A benign CPI reading, especially if reinforced by Thursday’s US producer price index (PPI) number, may calm nerves. Equity markets could then consolidate, US Treasury yields could ease and prior currency market trends could reassert themselves.
Of course, above-forecast US CPI and/or PPI prints might reignite turbulence.
Either way there are valid questions as to why markets suddenly got the jitters about a potential rise in US inflation when US President Donald Trump’s policy agenda was always fiscally expansive and, with the United States at near full employment, could foster a degree of inflation.
An alternative explanation might be that the fall in US equity markets, though ostensibly triggered by markets taking fright at an elevated hourly earnings print, is actually a by-product of global monetary policy settings that have already become less accommodative. In which case further monetary tightening might only make matters worse.
Janus Henderson’s Simon Ward argued last Thursday that market prospects “are related to the difference – if any – between actual growth in the stock of money and the rate of expansion warranted by (nominal) economic expansion.”
Where there is ‘excess’ money growth, Ward asserts that “will usually be associated with an increase in demand for financial assets and higher prices of those assets – assuming unchanged supply.
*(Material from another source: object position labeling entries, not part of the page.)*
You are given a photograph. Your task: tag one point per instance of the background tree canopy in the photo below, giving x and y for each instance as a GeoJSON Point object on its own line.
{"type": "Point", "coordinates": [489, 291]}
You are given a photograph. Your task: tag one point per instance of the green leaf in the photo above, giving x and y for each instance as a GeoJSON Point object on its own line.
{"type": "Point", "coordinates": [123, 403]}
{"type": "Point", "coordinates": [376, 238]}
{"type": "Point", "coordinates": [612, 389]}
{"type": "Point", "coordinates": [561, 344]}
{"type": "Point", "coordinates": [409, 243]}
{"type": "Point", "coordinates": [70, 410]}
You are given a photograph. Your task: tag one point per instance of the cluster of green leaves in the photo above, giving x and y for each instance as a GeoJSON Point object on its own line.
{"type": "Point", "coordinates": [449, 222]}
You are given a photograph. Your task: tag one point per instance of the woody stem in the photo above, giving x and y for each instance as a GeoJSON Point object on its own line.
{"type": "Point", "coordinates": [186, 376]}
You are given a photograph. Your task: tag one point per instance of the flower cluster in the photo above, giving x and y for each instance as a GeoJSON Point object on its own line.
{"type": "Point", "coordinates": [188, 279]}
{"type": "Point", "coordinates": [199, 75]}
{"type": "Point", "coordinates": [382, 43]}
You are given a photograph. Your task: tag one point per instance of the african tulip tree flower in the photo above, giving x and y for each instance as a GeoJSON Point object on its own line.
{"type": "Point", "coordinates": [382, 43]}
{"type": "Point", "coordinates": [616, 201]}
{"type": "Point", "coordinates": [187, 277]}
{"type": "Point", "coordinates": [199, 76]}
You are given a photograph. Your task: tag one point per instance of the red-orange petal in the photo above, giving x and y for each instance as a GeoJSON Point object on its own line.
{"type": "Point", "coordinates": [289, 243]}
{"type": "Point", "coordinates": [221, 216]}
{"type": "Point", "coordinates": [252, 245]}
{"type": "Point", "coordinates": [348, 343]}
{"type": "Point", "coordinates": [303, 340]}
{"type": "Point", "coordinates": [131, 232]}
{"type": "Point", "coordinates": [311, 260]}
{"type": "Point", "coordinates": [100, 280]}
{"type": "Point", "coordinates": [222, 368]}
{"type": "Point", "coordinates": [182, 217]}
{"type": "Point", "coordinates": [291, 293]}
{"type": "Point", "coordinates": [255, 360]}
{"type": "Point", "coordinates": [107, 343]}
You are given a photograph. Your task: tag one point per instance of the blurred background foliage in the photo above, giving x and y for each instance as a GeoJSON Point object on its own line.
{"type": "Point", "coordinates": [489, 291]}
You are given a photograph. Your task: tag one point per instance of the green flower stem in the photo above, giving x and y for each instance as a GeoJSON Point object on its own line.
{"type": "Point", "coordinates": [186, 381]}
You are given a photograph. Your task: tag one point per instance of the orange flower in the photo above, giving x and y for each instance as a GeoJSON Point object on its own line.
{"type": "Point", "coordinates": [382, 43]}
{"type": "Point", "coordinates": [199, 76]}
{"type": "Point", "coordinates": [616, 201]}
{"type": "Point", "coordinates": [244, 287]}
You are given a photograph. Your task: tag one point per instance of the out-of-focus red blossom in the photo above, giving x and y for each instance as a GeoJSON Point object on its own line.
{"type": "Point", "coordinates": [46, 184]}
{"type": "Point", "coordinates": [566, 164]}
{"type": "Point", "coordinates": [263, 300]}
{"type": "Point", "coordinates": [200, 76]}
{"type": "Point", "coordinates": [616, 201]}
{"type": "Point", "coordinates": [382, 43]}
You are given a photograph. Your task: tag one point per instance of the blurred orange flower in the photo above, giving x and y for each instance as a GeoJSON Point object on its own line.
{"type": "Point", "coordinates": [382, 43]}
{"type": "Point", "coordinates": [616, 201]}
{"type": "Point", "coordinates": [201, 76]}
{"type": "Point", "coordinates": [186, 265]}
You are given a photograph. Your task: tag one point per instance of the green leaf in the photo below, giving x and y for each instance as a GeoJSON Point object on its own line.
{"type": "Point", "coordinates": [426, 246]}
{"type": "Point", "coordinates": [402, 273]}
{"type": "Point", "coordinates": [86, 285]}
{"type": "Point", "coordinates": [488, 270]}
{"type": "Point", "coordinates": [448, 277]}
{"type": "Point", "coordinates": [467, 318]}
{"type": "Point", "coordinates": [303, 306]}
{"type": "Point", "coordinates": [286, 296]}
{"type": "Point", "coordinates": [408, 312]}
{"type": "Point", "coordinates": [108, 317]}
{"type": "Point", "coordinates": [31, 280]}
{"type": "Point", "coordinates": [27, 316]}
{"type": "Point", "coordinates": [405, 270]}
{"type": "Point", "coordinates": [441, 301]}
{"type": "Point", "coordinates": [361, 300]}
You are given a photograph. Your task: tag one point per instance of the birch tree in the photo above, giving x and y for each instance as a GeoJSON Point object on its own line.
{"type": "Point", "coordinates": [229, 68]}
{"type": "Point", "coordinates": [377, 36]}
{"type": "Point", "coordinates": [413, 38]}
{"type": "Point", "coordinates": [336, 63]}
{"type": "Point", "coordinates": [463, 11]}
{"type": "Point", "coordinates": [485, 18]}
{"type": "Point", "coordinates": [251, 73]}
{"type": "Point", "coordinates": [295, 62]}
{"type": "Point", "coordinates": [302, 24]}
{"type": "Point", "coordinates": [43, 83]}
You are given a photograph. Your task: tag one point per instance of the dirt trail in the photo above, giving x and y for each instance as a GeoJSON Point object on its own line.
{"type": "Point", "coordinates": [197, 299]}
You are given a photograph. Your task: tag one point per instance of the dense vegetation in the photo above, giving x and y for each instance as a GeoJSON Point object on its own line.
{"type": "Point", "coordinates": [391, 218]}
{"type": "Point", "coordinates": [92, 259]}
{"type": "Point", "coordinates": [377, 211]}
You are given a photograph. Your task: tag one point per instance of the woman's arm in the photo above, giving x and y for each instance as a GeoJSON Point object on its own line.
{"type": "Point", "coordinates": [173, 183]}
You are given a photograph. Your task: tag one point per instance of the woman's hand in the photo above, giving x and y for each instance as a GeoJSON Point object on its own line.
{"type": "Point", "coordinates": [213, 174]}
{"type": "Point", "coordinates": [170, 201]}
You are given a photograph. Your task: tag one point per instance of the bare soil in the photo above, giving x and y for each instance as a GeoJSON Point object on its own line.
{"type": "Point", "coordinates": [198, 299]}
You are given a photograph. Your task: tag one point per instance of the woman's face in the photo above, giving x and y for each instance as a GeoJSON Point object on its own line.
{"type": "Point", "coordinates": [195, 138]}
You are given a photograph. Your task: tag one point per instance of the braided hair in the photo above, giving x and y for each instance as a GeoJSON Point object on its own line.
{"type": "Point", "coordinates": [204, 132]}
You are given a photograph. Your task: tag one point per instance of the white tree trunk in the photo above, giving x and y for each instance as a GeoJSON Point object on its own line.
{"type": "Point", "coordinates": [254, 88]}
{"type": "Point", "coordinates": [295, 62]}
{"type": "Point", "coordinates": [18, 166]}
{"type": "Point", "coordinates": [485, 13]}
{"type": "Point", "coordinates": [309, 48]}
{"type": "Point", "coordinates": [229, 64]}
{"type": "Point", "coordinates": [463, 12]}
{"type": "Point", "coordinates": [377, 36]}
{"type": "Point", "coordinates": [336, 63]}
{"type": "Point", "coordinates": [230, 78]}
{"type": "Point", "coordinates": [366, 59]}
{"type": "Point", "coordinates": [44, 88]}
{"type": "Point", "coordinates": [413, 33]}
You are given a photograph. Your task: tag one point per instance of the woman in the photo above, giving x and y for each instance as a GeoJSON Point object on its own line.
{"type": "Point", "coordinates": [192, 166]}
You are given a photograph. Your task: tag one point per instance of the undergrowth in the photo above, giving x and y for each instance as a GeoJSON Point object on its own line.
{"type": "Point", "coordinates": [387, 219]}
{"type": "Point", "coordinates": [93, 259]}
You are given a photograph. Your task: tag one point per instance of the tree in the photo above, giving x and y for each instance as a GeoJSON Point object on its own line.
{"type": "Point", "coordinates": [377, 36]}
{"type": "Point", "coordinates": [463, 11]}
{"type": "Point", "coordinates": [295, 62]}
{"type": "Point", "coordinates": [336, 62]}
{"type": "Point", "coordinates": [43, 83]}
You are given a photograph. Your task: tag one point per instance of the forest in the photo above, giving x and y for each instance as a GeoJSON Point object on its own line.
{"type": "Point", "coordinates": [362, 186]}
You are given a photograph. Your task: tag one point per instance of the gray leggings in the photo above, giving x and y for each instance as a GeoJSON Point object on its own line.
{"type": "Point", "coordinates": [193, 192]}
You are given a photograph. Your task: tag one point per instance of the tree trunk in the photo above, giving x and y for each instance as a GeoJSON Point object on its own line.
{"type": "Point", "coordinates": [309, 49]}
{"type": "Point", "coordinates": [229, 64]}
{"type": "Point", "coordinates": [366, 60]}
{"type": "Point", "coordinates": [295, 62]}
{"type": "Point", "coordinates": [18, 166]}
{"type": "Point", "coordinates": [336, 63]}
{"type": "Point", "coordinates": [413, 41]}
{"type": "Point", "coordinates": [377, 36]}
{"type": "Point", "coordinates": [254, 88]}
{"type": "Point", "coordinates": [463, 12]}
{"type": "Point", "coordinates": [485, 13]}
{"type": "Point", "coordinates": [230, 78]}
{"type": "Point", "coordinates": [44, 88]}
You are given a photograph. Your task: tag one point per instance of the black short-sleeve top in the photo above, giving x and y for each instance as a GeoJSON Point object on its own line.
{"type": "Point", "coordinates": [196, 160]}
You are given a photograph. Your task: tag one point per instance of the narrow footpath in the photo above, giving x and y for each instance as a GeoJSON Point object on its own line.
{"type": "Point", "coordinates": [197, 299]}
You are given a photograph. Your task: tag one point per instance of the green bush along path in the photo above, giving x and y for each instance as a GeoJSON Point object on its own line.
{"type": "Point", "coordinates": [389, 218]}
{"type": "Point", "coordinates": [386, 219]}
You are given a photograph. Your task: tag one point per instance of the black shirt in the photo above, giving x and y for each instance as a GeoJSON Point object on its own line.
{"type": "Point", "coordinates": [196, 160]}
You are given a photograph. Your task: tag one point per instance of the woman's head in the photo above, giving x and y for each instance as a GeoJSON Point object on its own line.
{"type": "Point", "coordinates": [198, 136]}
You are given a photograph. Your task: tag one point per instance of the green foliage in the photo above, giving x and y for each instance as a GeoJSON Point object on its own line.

Conversely, low money growth relative to economic needs will usually signal weak demand for assets and stagnant or falling markets.”
On February 5, Ward had already postulated that “six-month growth of real narrow money in the G7 and seven large emerging economies fell to its lowest level since 2009 in December,” concluding “the global economy will slow significantly later in 2018.”
Quantitative easing (QE) programmes across a number of major economies in the years following the global financial crisis did create a pool of excess money growth and financial asset prices did rally. US QE also weighed on the value of the US dollar as lower yields in the United States prompted capital outflows from the US dollar in pursuit of better returns.
But US QE has now been replaced by a measured scaling back of asset purchases. QE has given way to quantitative tightening (QT), even as the Federal Reserve has been raising benchmark rates. The price to borrow US dollars has been rising at the same time as QT is quietly eating into the degree of availability of the dollar.
This is occurring even as December’s enacted US tax legislation encourages US companies to repatriate dollars held offshore. Repatriating offshore dollars is bound to push up the price for accessing US dollar liquidity outside the United States.
US banks, as likely recipients of repatriated dollars, are not charities and will demand a price for lending those dollars back into the global market. And that’s assuming of course those dollars aren’t gobbled up by Uncle Sam whose own borrowing requirements will balloon following Friday’s passage of a new federal budget.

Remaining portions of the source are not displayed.